On February 26, 2008, in Ancient History, by Woy

 

Crystal Pepsi

I have a confession to make.   A post by Amy brought this small footnote of my life to full recollection.   Yes, it’s true:  I was one of the 100 people in America that loved Crystal Pepsi.  Not only loved it but bough A LOT of it.  I’d be horrified to know exactly how much I spent on it during the sixth month span I was really into it.

Every morning on my way to school during the my senior year driving through the early morning mists, I stopped at the APlus convenience store on the corner of Rt. 20 and 98.   I forked over my $1.59 (if memory serves correctly) for both, and climbed into the S-10 blazer and picked up my high school girlfriend.  She’d get in, and I’d hand a bottle to her for her lunch later in the day.  At first, I think Jennie was concerned with my mania for it and it met with an initial Jonestown resistance.   She eventually embraced it after she realized it wasn’t mind altering and it actually tasted pretty good.   We had it at lunch nearly every day.

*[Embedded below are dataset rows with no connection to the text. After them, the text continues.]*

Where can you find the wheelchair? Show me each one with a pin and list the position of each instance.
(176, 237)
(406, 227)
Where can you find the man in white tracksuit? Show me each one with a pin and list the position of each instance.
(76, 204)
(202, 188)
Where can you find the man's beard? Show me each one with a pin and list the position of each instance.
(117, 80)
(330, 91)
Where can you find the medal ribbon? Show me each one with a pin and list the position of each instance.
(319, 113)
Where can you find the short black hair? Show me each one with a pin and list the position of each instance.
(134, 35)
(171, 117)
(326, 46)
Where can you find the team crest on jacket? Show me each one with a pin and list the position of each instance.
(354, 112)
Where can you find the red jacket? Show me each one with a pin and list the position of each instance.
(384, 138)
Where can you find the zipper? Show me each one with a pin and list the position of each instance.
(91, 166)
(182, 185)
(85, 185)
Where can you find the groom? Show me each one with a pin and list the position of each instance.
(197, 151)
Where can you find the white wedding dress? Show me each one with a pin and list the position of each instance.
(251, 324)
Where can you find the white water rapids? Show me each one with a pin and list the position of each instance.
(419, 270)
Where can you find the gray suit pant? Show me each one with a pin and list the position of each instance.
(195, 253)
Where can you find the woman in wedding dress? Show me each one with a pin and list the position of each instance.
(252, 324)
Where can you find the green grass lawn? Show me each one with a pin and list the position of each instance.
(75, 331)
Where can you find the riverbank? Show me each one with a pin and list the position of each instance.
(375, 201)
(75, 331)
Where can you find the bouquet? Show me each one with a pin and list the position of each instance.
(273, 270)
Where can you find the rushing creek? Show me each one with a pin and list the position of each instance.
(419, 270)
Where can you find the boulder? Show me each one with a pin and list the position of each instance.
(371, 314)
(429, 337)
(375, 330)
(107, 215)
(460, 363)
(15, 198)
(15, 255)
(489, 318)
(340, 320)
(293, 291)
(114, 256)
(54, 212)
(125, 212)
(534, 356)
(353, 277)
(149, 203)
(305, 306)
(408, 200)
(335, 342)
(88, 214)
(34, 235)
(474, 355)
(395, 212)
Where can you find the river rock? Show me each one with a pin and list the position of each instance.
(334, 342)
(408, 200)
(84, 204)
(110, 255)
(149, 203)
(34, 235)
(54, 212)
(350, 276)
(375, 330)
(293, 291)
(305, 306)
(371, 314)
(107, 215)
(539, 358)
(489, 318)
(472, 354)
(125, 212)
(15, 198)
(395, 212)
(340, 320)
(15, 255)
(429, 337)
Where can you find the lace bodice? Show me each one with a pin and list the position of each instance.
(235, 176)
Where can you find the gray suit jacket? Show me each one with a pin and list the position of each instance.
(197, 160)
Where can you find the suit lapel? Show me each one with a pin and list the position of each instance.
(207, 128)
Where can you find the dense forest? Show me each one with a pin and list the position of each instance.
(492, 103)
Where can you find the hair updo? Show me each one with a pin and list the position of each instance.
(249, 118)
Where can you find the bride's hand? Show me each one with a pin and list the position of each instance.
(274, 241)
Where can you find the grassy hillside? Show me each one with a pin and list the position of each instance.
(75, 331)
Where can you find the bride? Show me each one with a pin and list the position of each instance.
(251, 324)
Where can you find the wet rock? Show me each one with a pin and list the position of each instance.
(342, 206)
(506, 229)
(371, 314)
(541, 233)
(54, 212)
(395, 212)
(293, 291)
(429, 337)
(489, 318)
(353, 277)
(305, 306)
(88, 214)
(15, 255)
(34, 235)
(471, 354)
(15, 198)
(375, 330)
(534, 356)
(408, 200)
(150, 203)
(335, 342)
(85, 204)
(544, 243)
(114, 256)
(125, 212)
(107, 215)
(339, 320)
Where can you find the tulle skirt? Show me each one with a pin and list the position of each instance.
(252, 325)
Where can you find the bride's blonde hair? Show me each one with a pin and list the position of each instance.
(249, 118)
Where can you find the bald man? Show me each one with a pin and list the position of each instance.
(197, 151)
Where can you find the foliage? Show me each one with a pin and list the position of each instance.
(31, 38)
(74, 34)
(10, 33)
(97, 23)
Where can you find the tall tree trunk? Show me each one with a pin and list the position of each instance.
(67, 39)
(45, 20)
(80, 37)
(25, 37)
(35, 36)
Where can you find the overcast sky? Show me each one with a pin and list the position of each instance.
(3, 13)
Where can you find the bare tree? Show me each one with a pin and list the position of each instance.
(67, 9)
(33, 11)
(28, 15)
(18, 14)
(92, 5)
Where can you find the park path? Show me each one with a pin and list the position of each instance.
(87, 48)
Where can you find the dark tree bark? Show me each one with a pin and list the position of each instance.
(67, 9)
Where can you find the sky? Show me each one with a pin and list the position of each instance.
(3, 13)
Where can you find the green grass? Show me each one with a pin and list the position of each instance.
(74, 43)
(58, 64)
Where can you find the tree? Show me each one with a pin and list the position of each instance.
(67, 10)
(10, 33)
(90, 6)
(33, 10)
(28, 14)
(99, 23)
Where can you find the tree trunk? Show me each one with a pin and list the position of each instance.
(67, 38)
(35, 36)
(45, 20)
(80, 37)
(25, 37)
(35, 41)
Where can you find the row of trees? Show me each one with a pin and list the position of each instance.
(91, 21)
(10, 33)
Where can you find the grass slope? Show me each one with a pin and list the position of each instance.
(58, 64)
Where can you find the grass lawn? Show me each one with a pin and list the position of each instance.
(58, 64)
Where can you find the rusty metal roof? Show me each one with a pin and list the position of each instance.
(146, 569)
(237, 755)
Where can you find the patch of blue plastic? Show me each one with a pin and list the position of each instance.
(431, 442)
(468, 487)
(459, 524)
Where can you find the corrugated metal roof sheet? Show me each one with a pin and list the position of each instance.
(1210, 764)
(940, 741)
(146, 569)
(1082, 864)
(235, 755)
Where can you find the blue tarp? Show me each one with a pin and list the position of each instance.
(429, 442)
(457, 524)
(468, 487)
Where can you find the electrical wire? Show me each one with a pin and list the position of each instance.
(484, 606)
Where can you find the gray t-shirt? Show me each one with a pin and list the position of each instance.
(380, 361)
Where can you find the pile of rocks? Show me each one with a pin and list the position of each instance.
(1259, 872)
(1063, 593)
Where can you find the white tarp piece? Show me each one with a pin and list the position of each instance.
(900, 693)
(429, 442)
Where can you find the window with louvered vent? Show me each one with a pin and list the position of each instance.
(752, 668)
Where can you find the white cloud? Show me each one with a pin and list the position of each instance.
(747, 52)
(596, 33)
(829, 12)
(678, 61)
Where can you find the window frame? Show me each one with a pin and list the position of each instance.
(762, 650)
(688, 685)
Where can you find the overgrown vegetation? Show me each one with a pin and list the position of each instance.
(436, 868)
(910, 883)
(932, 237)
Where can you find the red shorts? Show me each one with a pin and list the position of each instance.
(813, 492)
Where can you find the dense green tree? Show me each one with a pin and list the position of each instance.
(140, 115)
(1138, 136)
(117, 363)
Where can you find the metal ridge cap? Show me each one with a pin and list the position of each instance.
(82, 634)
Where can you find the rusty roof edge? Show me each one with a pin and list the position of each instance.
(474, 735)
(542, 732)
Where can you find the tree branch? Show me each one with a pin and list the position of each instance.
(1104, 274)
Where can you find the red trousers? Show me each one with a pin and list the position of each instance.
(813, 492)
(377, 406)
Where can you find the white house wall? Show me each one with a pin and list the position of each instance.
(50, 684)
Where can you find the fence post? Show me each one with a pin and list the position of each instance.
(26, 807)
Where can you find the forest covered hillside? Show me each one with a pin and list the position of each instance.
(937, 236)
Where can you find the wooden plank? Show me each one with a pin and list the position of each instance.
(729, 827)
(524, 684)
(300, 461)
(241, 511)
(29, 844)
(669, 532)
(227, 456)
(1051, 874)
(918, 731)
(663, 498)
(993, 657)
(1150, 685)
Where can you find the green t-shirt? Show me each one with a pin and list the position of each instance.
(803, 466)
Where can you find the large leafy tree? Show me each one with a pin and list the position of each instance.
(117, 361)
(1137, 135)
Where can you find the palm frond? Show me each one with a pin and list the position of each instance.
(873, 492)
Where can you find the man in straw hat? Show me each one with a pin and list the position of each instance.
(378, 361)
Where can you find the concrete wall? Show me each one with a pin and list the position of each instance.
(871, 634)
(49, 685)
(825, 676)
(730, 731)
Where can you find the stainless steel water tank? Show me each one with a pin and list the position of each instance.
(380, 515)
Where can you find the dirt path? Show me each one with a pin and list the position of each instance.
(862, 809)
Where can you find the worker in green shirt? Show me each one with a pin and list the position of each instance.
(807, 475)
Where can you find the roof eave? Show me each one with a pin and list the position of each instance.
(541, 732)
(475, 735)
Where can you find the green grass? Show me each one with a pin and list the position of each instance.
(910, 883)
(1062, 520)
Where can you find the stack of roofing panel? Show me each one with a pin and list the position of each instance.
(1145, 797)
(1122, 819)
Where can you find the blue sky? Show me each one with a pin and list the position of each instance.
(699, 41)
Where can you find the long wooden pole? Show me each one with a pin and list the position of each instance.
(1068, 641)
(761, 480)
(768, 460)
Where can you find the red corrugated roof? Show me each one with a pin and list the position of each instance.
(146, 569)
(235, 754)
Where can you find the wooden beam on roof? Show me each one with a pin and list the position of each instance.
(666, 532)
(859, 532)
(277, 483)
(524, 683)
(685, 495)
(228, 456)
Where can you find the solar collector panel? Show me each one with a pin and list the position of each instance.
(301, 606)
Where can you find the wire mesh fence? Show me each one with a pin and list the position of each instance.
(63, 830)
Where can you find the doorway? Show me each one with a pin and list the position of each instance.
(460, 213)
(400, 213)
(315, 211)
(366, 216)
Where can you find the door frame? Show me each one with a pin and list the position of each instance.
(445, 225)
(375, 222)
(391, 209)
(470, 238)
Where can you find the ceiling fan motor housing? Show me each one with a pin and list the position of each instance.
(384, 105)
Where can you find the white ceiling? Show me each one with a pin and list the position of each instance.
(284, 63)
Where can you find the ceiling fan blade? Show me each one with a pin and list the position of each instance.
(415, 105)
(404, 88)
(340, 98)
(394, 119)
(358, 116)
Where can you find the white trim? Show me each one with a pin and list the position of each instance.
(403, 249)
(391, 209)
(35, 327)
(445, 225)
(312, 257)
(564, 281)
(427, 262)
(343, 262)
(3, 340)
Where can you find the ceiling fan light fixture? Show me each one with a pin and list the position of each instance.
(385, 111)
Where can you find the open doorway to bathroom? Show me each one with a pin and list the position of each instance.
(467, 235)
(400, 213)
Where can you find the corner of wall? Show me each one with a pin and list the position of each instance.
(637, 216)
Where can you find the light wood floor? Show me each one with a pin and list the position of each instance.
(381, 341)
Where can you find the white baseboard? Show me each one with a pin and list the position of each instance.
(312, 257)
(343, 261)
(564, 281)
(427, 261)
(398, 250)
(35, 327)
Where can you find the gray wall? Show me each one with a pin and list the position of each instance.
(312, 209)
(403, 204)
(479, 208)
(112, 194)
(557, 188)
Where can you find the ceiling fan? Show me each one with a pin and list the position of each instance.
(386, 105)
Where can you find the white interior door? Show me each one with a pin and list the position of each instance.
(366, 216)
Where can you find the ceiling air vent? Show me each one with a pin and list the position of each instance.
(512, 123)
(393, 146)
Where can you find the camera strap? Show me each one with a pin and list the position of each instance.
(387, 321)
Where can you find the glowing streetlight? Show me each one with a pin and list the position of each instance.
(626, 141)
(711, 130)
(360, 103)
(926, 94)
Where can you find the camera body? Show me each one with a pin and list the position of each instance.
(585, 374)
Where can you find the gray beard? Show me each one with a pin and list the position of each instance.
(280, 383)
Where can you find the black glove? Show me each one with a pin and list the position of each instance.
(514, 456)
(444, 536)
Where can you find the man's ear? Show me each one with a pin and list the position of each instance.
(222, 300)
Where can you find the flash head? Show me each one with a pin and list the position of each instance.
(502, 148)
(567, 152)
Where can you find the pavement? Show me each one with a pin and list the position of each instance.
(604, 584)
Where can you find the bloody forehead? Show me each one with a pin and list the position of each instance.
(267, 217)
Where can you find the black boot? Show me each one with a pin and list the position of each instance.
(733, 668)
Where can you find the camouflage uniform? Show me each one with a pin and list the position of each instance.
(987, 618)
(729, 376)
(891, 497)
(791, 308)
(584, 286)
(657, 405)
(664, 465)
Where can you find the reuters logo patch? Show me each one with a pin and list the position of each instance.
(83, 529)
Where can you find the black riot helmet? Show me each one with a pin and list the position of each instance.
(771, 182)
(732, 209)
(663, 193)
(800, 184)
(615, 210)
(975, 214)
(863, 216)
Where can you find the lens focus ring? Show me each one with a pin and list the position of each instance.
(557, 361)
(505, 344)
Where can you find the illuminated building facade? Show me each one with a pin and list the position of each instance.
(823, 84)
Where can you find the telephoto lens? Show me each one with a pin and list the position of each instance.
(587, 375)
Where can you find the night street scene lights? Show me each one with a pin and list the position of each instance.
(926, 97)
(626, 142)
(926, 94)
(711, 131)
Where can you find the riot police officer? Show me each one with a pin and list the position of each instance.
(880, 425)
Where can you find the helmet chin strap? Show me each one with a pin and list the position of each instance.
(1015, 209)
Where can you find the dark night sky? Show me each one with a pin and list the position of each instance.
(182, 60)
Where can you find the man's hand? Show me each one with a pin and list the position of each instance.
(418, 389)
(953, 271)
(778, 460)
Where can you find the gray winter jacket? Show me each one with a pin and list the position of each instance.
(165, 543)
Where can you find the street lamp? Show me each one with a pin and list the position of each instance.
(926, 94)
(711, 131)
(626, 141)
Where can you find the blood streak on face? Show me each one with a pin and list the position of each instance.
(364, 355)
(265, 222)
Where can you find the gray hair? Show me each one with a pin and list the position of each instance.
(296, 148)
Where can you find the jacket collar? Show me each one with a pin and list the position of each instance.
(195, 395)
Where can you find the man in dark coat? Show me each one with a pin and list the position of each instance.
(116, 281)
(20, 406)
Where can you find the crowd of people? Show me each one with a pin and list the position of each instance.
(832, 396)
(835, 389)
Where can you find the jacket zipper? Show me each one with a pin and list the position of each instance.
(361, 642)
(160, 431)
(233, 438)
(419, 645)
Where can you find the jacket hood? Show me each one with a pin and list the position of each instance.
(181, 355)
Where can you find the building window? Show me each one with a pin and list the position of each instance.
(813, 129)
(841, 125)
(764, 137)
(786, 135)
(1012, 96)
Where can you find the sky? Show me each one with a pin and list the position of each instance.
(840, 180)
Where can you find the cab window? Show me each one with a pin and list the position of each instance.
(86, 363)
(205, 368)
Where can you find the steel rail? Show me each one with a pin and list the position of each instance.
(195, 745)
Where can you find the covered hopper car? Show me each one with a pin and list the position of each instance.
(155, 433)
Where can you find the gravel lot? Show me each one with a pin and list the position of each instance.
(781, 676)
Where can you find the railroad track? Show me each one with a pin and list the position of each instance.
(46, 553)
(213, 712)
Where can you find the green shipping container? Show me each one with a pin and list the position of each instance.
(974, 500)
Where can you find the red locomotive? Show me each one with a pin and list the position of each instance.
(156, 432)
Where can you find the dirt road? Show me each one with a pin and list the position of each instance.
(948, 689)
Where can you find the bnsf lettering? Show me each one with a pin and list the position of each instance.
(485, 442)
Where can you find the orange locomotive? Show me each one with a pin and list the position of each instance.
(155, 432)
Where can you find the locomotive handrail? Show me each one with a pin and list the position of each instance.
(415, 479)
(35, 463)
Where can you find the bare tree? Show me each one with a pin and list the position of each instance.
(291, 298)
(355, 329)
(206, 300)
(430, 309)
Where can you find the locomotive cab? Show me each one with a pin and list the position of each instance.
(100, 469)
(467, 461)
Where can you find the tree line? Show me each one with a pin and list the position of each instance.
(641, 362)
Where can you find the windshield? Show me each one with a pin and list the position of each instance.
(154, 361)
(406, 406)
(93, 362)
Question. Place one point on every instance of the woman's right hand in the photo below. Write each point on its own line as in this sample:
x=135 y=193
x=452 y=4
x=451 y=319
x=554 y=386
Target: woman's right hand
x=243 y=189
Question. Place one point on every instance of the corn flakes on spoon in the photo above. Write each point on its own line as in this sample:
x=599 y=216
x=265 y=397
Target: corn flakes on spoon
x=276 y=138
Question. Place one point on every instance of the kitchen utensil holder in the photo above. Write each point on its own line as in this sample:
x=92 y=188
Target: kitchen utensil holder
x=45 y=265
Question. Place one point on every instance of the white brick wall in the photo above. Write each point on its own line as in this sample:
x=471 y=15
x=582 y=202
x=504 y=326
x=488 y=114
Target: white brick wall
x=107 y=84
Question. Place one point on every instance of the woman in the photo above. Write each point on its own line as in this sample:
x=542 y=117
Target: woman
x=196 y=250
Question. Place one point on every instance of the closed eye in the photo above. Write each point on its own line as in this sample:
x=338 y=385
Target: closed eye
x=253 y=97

In the Spring, the vending machines in the Cafeteria got Crystal Pepsi as part of the standard offering.  I don’t think I had spare change by the afternoon at any day during that last semester.  Pretty much with every meal, every snack, every hint of thirst went hand-in-hand with my equivalent of transparent nicotine.   My graduation was right around when Pepsi pulled the product from the shelves and with the sole exception of encountering a six-pack at Phar-Mor late in the summer, that was the end of my taste buds’ torrid affair with Crystal Pepsi.

The allure of it is really hard to articulate.  Reports that you may read on the web that the transparent cola tasted “just like Pepsi” are erroneous.   It tasted “like Pepsi” in the sense that Canadian football is “like American football.”  There are some distinct similarities, but it had its own effervescent qualities.  If your curiosity is insatiable and you have about $20 you too can find out what it tastes like!  Nothing quite exemplifies disposable income and early 90′s nostalgia than 15-year old soft drinks in stasis on E-bay.